If these retained EU Directives and the threats of legal action were removed, water companies’ only obligations would be to maximise returns to their (often foreign) shareholders and give generous bonuses to their chief executives. They would be free to dump as much sewage into our rivers and coastal bathing areas as they liked. They would no longer need to invest billions in improving their sewage works and upgrading infrastructure. Foreign investors would like the short-term increase in profitability, but wouldn’t necessarily care about the pollution of UK waters, or the loss of the jobs that would otherwise have been created. Share prices in those companies would probably rise. Foreign buyers would snap up UK companies, made suddenly much cheaper thanks to the fall in the pound.

This seems to be the so called “Growth” that this disgraceful Government proudly says it wants to achieve.

To take another example: the EU’s Ecodesign Directive was introduced in 2008 and sets important standards for the energy efficiency and reparability of electrical products. These aim to reduce both running costs and carbon emissions, and include a requirement that devices must draw negligible power when on standby.  Removing these could take us back to the days when a TV left on standby could use over 100kWh of electricity (costing £34 a year) to do absolutely nothing.  Do we want this?  Do UK manufacturers really want the complexity and uncertainties of having to produce energy efficient versions of their products for the EU market, while having to compete with a flood of cheap, poor quality imports newly allowed into their home market?  It would be a nightmare.

These rights and protections were developed and refined over our 40 years membership of the EU, but the new Bill says that ALL of these will be removed on 31 December 2023, unless specifically reviewed and retained.
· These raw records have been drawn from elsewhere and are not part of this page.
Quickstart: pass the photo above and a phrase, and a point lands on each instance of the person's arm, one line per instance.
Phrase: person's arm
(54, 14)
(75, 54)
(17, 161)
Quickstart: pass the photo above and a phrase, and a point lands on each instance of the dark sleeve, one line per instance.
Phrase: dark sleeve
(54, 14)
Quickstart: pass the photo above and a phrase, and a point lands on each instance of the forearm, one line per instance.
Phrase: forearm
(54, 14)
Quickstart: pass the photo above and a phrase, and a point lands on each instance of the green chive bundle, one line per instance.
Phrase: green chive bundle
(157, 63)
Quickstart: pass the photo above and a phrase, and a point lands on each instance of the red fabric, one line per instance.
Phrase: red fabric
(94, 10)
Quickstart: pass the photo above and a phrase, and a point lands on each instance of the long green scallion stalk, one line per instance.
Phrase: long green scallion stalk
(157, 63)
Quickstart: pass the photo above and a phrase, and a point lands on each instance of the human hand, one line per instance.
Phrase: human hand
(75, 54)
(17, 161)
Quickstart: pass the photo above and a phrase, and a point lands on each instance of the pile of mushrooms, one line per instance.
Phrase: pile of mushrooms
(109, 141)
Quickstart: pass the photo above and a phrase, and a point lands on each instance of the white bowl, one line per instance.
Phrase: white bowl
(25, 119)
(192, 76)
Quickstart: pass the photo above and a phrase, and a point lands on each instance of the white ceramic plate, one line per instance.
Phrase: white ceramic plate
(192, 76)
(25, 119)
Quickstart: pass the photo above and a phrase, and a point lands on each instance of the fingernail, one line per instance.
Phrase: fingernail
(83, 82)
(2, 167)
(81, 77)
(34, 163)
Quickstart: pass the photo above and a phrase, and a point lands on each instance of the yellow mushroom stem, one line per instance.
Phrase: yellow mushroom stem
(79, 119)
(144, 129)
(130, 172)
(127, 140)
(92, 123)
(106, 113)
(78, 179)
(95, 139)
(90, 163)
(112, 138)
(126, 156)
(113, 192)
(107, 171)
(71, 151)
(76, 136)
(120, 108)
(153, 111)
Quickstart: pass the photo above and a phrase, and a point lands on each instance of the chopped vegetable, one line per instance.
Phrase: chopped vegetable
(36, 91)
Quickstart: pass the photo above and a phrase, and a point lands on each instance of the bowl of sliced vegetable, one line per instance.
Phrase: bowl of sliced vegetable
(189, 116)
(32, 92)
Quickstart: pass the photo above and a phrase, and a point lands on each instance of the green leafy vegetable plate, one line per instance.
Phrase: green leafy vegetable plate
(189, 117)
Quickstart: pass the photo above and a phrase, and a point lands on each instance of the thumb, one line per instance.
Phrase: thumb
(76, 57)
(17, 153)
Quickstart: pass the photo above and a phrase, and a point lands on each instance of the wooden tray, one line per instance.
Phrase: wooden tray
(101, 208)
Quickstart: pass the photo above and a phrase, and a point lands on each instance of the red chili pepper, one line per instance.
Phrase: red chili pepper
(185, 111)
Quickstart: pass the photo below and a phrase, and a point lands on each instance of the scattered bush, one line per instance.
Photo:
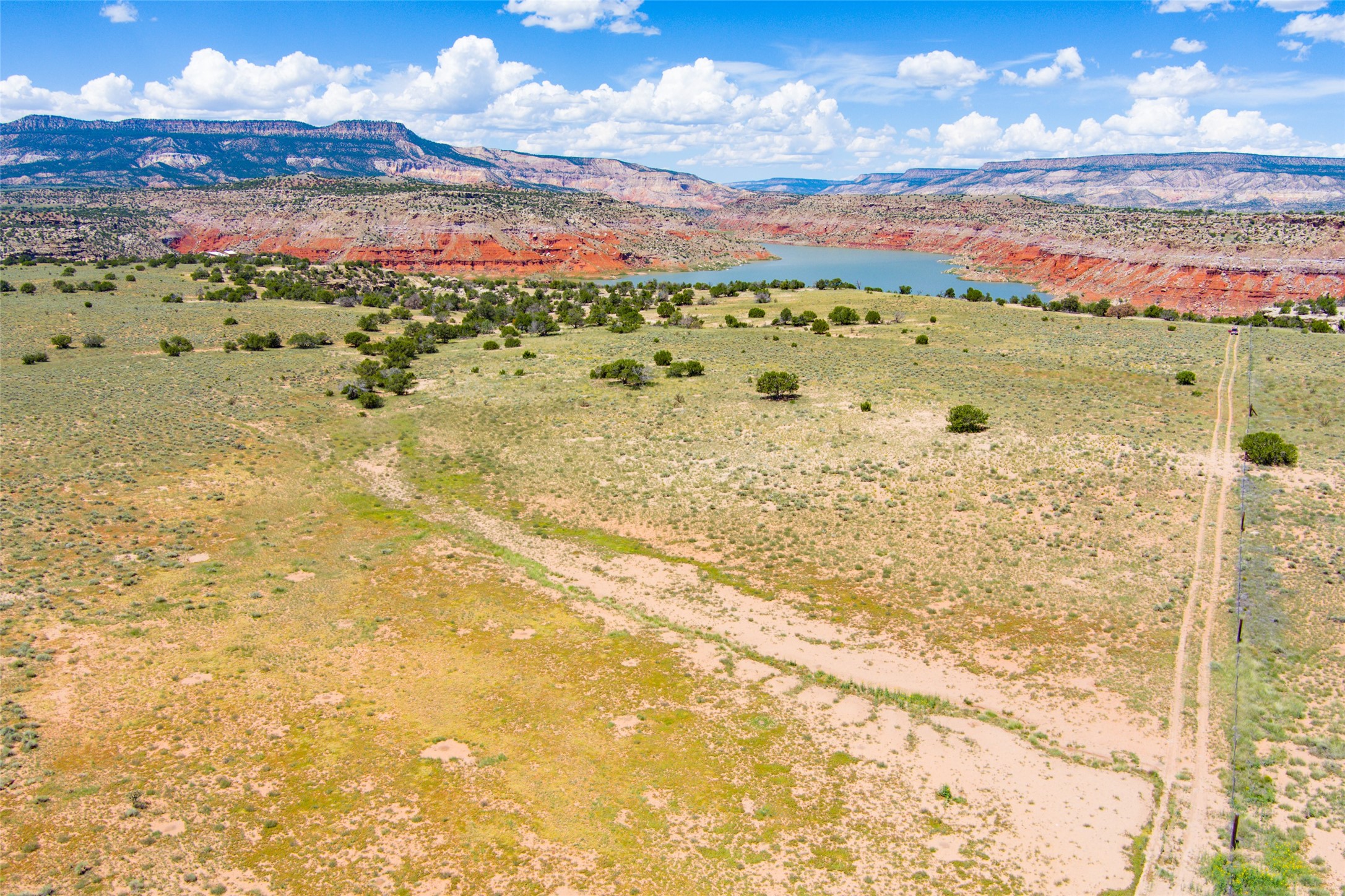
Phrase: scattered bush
(686, 369)
(1269, 450)
(842, 315)
(625, 370)
(778, 384)
(967, 419)
(174, 346)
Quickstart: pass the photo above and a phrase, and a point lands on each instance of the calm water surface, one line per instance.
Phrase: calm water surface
(885, 268)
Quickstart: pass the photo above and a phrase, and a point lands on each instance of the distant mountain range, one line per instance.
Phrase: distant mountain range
(1177, 181)
(51, 151)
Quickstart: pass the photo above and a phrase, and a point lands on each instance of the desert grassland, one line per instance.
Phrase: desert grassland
(608, 752)
(1292, 677)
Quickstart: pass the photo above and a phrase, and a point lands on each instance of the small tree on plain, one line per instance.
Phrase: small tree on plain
(967, 419)
(174, 346)
(1269, 450)
(778, 384)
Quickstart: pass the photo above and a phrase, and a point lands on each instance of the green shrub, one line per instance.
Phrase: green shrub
(967, 419)
(778, 384)
(844, 315)
(397, 381)
(1269, 450)
(625, 370)
(174, 346)
(686, 369)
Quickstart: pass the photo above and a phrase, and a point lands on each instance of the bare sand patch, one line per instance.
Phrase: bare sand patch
(449, 751)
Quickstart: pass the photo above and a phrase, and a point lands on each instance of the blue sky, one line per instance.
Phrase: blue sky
(729, 90)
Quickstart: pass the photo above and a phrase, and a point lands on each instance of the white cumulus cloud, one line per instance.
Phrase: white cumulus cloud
(1187, 6)
(1175, 81)
(119, 12)
(1293, 6)
(618, 17)
(1324, 27)
(1067, 65)
(1183, 45)
(941, 71)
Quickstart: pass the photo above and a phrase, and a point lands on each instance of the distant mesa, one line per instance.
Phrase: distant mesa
(51, 151)
(1178, 181)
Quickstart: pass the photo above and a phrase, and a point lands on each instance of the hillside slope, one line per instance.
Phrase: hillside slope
(50, 151)
(1215, 263)
(405, 225)
(1177, 181)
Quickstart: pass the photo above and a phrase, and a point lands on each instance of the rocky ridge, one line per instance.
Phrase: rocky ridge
(1175, 181)
(405, 225)
(1216, 263)
(51, 151)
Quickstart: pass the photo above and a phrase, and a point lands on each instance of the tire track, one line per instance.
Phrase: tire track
(1157, 840)
(1198, 830)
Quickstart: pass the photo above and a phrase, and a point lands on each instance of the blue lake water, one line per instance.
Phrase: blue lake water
(885, 268)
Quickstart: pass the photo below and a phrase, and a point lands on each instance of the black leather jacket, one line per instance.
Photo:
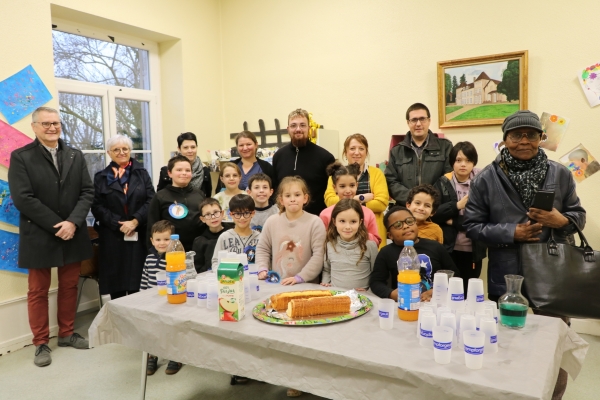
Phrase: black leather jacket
(495, 208)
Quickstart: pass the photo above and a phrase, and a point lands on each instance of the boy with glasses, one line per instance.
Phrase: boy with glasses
(260, 189)
(241, 239)
(420, 158)
(211, 214)
(401, 225)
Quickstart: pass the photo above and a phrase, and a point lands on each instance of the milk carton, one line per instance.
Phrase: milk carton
(231, 290)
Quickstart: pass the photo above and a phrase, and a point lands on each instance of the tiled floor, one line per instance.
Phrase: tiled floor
(113, 372)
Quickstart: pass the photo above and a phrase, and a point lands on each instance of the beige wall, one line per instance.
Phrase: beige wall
(190, 65)
(357, 65)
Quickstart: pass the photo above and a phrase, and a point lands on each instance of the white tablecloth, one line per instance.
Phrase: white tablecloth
(352, 360)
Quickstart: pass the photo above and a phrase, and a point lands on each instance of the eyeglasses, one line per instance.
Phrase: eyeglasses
(214, 215)
(46, 125)
(518, 136)
(410, 221)
(245, 214)
(413, 121)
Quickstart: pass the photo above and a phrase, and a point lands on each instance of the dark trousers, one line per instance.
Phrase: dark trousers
(467, 268)
(37, 301)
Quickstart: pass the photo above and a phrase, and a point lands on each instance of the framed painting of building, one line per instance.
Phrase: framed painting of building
(481, 90)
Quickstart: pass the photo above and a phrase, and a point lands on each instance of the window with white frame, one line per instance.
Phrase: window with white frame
(107, 84)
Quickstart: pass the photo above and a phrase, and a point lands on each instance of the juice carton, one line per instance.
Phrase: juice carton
(231, 290)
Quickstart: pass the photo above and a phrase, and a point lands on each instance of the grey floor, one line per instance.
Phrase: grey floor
(113, 372)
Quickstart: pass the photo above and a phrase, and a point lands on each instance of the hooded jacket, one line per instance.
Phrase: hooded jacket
(406, 169)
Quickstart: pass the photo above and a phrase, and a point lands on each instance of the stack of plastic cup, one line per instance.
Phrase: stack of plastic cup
(212, 298)
(192, 286)
(456, 294)
(427, 323)
(440, 311)
(386, 313)
(475, 296)
(467, 323)
(493, 305)
(478, 316)
(252, 269)
(422, 311)
(458, 314)
(220, 255)
(254, 288)
(449, 320)
(474, 344)
(440, 289)
(490, 329)
(202, 290)
(161, 283)
(442, 344)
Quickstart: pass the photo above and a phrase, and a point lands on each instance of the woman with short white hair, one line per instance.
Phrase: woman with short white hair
(123, 191)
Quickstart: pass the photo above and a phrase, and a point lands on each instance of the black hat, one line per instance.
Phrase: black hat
(521, 119)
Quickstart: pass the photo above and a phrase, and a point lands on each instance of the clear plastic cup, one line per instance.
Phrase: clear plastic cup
(467, 323)
(493, 306)
(247, 287)
(212, 298)
(456, 294)
(442, 344)
(387, 308)
(161, 283)
(422, 311)
(488, 326)
(475, 295)
(440, 289)
(428, 322)
(191, 289)
(202, 291)
(440, 311)
(254, 288)
(474, 345)
(252, 269)
(449, 320)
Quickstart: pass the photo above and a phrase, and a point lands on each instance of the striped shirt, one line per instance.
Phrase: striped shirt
(154, 263)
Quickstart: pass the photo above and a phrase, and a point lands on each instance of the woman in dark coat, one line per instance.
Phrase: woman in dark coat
(187, 145)
(249, 164)
(123, 191)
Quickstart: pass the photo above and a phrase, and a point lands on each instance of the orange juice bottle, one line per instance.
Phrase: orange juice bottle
(409, 283)
(176, 275)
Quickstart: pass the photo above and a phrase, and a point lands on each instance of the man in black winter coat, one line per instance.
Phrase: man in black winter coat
(51, 187)
(304, 158)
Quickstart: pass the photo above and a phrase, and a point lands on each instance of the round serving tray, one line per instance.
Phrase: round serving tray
(262, 312)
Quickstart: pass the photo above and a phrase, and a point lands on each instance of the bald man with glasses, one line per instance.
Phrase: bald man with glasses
(51, 187)
(420, 158)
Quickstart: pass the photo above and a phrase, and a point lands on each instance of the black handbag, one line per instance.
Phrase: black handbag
(562, 279)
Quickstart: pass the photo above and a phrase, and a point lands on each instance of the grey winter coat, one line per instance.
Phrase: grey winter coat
(495, 208)
(46, 198)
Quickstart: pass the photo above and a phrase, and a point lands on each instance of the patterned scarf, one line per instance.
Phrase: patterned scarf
(525, 175)
(197, 174)
(119, 174)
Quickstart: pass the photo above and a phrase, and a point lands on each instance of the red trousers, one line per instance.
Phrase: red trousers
(37, 301)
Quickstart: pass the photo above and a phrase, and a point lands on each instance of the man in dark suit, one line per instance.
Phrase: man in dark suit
(52, 189)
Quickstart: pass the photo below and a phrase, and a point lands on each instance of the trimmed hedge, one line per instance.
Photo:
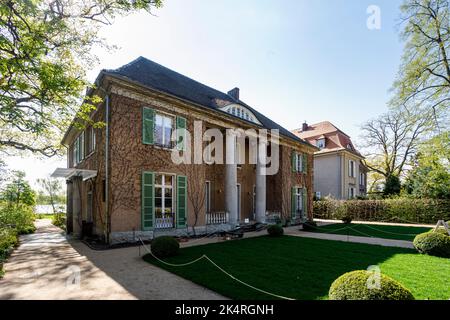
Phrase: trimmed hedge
(386, 210)
(275, 230)
(165, 246)
(353, 286)
(8, 240)
(433, 243)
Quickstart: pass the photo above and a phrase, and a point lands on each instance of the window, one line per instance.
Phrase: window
(298, 162)
(103, 190)
(208, 196)
(362, 180)
(351, 193)
(320, 143)
(163, 195)
(351, 169)
(90, 140)
(238, 155)
(163, 130)
(298, 201)
(78, 149)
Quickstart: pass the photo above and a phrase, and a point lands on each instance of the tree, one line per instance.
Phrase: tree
(391, 141)
(18, 191)
(423, 81)
(430, 175)
(52, 189)
(45, 49)
(392, 186)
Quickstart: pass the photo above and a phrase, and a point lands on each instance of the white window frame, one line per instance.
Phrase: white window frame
(351, 169)
(163, 188)
(164, 116)
(298, 162)
(351, 193)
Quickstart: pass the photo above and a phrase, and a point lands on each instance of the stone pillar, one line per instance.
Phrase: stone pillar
(261, 182)
(231, 199)
(76, 205)
(69, 207)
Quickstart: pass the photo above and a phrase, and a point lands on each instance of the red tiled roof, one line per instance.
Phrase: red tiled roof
(335, 138)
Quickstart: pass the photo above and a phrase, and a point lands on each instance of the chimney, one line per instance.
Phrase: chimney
(304, 126)
(234, 93)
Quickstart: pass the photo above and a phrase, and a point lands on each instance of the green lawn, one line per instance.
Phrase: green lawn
(371, 230)
(304, 268)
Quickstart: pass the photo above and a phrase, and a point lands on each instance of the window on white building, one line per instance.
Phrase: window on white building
(351, 169)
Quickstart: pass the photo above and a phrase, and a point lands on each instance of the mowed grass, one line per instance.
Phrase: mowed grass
(371, 230)
(304, 268)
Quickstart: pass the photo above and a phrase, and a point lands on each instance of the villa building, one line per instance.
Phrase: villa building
(122, 179)
(338, 168)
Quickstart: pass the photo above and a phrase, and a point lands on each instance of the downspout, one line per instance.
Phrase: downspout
(107, 220)
(107, 115)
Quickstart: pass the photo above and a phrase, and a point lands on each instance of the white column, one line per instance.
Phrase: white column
(261, 182)
(231, 199)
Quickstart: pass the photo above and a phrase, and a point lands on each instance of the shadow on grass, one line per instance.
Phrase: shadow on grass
(298, 268)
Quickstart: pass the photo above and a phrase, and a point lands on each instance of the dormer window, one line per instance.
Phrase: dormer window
(320, 143)
(240, 112)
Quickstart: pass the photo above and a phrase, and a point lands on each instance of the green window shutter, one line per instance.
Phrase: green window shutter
(181, 201)
(181, 143)
(293, 214)
(305, 203)
(305, 163)
(148, 200)
(293, 162)
(148, 125)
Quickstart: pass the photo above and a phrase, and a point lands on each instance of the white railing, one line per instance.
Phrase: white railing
(165, 221)
(217, 218)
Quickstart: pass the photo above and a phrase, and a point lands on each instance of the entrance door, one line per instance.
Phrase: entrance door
(89, 206)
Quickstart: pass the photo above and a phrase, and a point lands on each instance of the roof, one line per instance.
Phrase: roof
(153, 75)
(337, 140)
(321, 128)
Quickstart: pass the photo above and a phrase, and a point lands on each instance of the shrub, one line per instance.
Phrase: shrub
(8, 240)
(353, 286)
(275, 230)
(433, 244)
(19, 217)
(310, 226)
(165, 246)
(386, 210)
(59, 220)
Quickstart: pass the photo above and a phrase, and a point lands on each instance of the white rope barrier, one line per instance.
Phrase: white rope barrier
(218, 267)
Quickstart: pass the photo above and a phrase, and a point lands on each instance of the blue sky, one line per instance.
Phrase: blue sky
(310, 60)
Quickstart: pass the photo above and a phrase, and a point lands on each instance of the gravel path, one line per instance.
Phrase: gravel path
(48, 266)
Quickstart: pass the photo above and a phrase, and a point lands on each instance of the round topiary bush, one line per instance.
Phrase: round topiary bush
(309, 226)
(165, 246)
(275, 230)
(433, 243)
(354, 286)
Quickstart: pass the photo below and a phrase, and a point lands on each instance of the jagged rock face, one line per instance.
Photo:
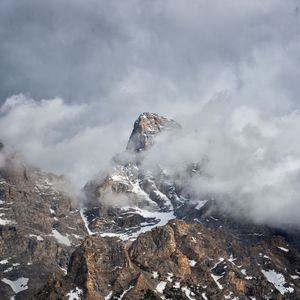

Behind the scenes, civil servants are faced with balancing an impossible task: meeting the government’s cut-off date for reviewing the legislation vs delivering existing priorities. In any case, it’s a mammoth task for a civil service that Rees-Mogg wants to trim by around 91,000 jobs.

There’s no way this can be done properly within the time limit, and the government clearly recognises this.  MPs will just get a Yes/no vote, with no opportunity to debate and refine the legislation. Worryingly, even if a particular regulation is retained, the bill includes a clause that gives ministers the power to subsequently change, replace or revoke it, without consulting parliament. The Hansard Society has described this as a ‘do whatever you like’ power.

The Government has (slightly laughingly) published a “dashboard” summarising 2400 pieces of Retained EU Law (RUEL) They admit that the list is incomplete, the details limited, and the “search” facility is poor, but they are inviting the public to use this to “highlight any specific regulations that they would like to see amended, repealed or replaced.” Interestingly, the word “retained” is not included.

We, the British public, businesses, NGOs, MPs and lawmakers will need to fight hard to retain our protections, in the face of this outrageous Bonfire of our Rights.